Among readings for the class this week there was an article which caught my particular attention: "How Ikea Designs Its Sexy Price Tags". It describes in an easy way the Ikea's business model almost fully based on "Sexy Prices" and supporting impressive Supply Chain Management (SCM) practices. The core of the model is that the products (especially furniture) are first priced, and only after that the fitting to the price manufacturing pattern and design are determined. The SCM here plays the important role as only broad supply chain capabilities with consequent flexibility afford Ikea to put the price to the initial step of product creation process.
Such a business model is obviously a great one which is proved by overwhelming success of Ikea all over the word: $37 billion in annual sales with 340 stores internationally (as of June, 2013). However, as every complicated system, it has its vulnerabilities, one of which I would like to discuss in this post.
As one of the main product divisions of Ikea is furniture, the company consumes huge amount of wood. At the same time the international society is becoming more and more sensitive to environmental problems, such as deforestation and consequent climate change. Of course, Ikea's cheap and quality wooden products cause logical environmental questions to arise, especially the question: "Where this wood comes from?". To satisfy the environmental needs, US government, for example, introduced in 2008 a set of measures requiring retailers "to disclose the source of wood in their products". However, these measures passed only partially due huge opposition and lobbying activities from the side of Ikea and other major retailers.  This is why that happened.
Everyone who have ever had a cheap Ikea furniture knows that it is much lighter than it seems to be. This comes from the fact that it is made not from the solid wood (which is a comparatively expensive material), but from processed wooden materials (as, for example, particleboard) which are much cheaper - so-called "composite materials". In the situation of Ikea, with its huge supply chain network, the wooden components for one particular piece of composite material can come from a number of different suppliers, which got them from other suppliers and so on. Moreover, the ready piece of furniture has more than one piece of such material. This makes it almost impossible to determine the source of wood used in most Ikea products. If the US measures passed in full, Ikea would have to fully change its SCM which in turn would definitely have changed the business model of the company and would have resulted in price rocketing (which is equal to end of leadership?!). Is this a vulnerability of Ikea business model and SCM in particular? Definitely yes.

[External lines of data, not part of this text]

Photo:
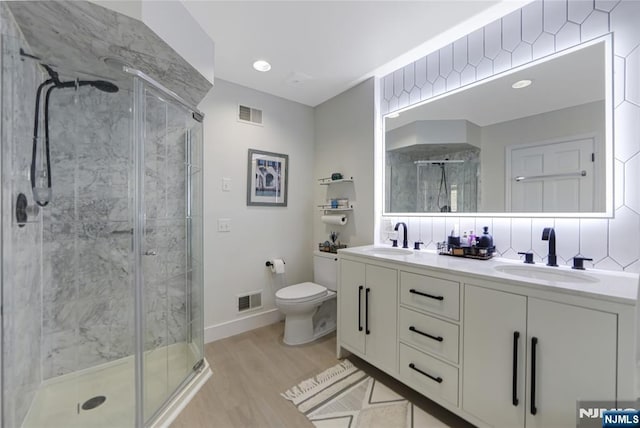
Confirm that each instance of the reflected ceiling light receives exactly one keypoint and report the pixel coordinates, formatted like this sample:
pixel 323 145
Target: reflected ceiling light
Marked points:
pixel 521 84
pixel 261 65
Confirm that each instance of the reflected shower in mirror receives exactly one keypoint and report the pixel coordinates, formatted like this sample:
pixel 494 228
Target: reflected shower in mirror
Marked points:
pixel 535 139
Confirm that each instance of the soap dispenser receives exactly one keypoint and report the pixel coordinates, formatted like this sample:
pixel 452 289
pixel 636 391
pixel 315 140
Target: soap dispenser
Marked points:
pixel 486 240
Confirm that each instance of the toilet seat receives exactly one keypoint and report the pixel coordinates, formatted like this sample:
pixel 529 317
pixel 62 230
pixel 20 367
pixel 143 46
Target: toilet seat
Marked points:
pixel 302 292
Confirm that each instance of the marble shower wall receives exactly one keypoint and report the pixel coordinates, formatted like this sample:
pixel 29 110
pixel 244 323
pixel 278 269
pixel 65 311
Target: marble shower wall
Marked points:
pixel 87 264
pixel 58 30
pixel 541 28
pixel 415 188
pixel 89 301
pixel 21 246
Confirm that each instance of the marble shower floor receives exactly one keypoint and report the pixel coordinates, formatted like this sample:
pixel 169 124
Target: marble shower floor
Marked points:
pixel 58 401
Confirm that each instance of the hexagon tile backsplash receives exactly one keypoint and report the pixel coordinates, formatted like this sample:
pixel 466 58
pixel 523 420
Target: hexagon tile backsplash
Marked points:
pixel 539 29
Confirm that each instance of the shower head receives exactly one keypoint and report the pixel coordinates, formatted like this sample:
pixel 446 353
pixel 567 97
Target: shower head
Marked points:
pixel 103 86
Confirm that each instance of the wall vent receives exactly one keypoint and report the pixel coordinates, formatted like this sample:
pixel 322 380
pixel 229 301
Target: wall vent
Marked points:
pixel 249 115
pixel 250 301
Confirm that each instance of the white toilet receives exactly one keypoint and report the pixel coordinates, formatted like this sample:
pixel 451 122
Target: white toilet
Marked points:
pixel 310 307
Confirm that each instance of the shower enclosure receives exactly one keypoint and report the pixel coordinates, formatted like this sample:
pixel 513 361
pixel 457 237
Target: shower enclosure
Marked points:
pixel 102 287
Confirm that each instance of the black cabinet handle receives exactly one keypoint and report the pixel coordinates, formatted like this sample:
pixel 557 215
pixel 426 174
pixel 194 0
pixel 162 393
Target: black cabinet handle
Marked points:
pixel 360 308
pixel 437 379
pixel 534 343
pixel 514 392
pixel 415 330
pixel 426 295
pixel 366 311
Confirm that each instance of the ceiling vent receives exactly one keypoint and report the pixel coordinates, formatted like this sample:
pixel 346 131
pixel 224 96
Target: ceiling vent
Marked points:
pixel 249 115
pixel 250 301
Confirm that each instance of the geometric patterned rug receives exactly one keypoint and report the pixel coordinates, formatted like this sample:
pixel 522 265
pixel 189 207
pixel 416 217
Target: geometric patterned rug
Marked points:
pixel 346 397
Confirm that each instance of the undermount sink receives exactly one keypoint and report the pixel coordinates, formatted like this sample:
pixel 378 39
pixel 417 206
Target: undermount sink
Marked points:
pixel 388 251
pixel 547 274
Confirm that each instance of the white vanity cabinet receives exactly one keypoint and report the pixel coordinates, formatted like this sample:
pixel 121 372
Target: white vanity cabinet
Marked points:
pixel 497 351
pixel 538 358
pixel 367 300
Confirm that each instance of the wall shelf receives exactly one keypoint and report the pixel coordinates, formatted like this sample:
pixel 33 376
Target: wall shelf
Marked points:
pixel 328 181
pixel 327 208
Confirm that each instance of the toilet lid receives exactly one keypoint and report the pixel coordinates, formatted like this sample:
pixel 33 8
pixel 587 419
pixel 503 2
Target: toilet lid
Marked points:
pixel 300 292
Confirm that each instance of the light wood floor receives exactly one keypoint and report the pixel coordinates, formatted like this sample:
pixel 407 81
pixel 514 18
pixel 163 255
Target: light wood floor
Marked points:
pixel 252 369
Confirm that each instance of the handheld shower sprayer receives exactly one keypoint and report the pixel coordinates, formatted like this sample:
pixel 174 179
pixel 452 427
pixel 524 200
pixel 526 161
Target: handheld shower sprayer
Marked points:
pixel 40 172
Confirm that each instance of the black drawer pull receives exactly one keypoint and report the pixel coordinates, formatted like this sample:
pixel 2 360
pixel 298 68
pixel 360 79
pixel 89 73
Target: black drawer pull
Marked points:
pixel 415 330
pixel 514 390
pixel 360 308
pixel 534 343
pixel 366 311
pixel 437 379
pixel 420 293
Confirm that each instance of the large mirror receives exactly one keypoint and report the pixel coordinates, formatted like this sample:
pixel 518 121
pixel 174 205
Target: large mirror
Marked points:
pixel 535 140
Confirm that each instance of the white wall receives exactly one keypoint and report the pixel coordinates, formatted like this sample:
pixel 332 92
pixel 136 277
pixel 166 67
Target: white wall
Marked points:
pixel 235 261
pixel 344 142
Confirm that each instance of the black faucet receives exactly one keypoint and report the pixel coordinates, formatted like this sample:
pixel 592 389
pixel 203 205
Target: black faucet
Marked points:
pixel 548 234
pixel 405 242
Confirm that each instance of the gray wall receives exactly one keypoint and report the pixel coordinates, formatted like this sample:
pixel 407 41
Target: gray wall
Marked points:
pixel 344 137
pixel 235 260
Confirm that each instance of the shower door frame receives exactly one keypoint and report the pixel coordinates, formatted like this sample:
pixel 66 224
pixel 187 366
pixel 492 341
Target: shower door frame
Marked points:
pixel 140 81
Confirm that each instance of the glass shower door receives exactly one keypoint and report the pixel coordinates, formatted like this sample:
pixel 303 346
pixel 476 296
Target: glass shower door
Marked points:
pixel 171 285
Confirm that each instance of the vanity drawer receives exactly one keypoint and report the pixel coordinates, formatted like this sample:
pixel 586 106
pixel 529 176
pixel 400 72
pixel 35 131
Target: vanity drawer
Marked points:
pixel 428 293
pixel 429 334
pixel 427 375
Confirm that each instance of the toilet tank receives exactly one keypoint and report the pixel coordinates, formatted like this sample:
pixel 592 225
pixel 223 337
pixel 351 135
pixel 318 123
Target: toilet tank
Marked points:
pixel 325 269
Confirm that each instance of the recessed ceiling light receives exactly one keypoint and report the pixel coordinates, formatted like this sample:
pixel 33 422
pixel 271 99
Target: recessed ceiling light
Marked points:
pixel 262 65
pixel 521 84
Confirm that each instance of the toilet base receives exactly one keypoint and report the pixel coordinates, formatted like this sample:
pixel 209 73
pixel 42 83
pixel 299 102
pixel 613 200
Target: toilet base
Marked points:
pixel 301 329
pixel 295 337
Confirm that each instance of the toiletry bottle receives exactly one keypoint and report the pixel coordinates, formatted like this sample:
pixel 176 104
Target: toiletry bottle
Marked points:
pixel 486 240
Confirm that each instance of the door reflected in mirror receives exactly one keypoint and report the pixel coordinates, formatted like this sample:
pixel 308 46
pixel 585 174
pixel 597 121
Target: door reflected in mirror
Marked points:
pixel 536 139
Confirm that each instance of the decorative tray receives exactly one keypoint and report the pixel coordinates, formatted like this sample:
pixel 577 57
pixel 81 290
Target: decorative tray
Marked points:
pixel 333 248
pixel 445 249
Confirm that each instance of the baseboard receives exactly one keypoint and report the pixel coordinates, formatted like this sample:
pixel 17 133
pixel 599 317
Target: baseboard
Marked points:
pixel 241 325
pixel 180 401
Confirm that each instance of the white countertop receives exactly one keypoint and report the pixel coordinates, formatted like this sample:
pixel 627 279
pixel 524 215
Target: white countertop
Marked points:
pixel 621 287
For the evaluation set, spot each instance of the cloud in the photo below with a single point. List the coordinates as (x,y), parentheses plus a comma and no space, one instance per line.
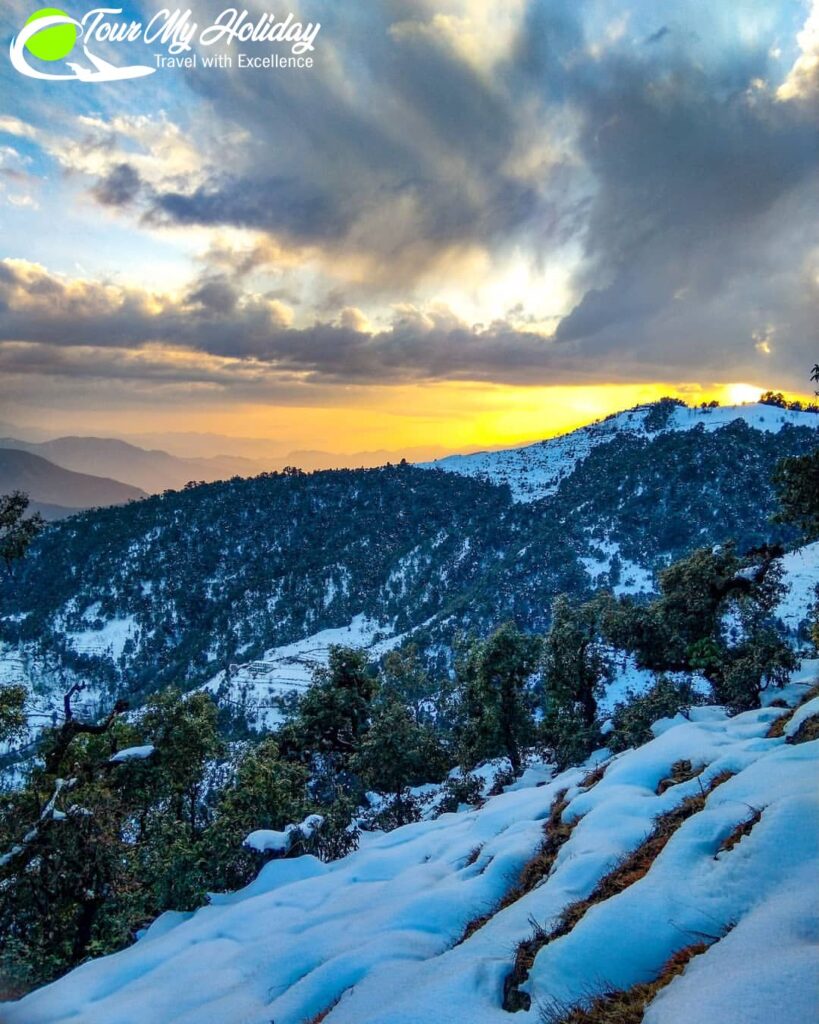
(438,152)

Till now, the lobby of major retailers works really well, and the environmental laws similar to US one are keeping being rejected. However, there are no guarantees that in some time, when the deforestation will become even more serious, these measures will not pass again. Here we can also add several scandals where Ikea was accused of using wood obtained from illegal logging in Russia and China. If the company wants to secure its leading position in the future, it shold start now thinking more carefully how to solve such problems caused by infinite number of suppliers.
Should they put more money in SCM control? Or maybe they should remodel the whole system? All i all, I am pretty sure that in the following years we will see some major changes in Ikea's business model.

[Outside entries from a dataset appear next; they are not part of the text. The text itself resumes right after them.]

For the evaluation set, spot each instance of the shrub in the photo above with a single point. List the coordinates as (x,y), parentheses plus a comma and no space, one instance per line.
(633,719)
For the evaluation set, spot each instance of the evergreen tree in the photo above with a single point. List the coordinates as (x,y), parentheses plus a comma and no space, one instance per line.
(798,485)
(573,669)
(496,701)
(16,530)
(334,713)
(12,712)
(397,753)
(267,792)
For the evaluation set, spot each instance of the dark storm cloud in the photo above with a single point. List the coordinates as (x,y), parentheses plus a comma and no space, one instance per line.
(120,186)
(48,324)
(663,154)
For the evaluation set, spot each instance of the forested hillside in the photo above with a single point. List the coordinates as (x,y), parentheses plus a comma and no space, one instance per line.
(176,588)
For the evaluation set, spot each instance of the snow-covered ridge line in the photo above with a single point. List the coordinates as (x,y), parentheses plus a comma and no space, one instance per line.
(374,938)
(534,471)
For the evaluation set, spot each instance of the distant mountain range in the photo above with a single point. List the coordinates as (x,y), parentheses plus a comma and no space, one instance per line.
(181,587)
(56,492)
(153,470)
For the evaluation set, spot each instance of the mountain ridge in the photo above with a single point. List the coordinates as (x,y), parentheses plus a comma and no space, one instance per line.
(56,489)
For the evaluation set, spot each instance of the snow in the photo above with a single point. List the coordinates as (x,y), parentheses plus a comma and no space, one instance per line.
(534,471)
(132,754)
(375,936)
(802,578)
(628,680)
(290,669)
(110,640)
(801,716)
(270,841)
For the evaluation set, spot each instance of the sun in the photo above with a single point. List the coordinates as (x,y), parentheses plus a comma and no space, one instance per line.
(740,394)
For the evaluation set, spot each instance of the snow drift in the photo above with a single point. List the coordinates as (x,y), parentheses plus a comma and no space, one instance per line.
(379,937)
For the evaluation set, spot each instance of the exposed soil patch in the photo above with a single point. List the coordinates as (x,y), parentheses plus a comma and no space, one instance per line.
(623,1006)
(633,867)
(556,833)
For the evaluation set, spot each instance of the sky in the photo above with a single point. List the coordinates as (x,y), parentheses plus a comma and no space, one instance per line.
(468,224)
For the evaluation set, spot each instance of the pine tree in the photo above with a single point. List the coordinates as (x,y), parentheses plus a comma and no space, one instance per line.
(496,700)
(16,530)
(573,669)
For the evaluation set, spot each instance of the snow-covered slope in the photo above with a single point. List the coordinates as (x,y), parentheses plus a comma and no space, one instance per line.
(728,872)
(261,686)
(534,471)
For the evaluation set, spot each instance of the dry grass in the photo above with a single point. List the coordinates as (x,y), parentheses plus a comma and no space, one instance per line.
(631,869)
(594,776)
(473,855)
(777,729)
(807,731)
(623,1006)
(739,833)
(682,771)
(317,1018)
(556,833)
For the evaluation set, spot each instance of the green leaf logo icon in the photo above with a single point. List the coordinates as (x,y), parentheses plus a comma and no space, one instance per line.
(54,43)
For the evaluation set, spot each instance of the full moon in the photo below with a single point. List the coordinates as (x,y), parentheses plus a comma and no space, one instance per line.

P.S. This problem concerns not only wood supply. If we recall the resent European scandal with horse meat found in Ikea's meatballs (http://www.nytimes.com/2013/02/26/world/europe/ikea-recalls-its-meatballs-horse-meat-is-detected.html), we will find a lot of parallels with the composite material situation described above. The meatballs were made from processed meat (as the furniture is made from processed wood) supplied by different suppliers within Ikea's supply chain. The fact that in some meatballs in Ireland besides declared beef and pork there was found horse meat has led to full recall of meatballs in all European locations and big reputation loss for the company. But these were just meatballs - a small complimentary good in Ikea stores (served in restaurants and sold for home use). If we imagine similar situation with furniture that, say, is proved to be made from big amount of illegal wood, we can tell how much more serious this would be.
1. Higgins A, Castle S. (2013, February 25). "Ikea Recalls Meatballs After Detection of Horse Meat". NY Times.
2. Laskow S. (2012, June 21). "Ikea won’t tell where it gets its wood — and Congress is about to give it a pass". Gist.org.
3. Margonelli L. (2002, October). "How Ikea Designs Its Sexy Price Tags". Business 2.0.
4. Upbin B. (2013, Jone 12). "How To Stop Three Billion New Ikea Customers From Wrecking The Planet". Forbes.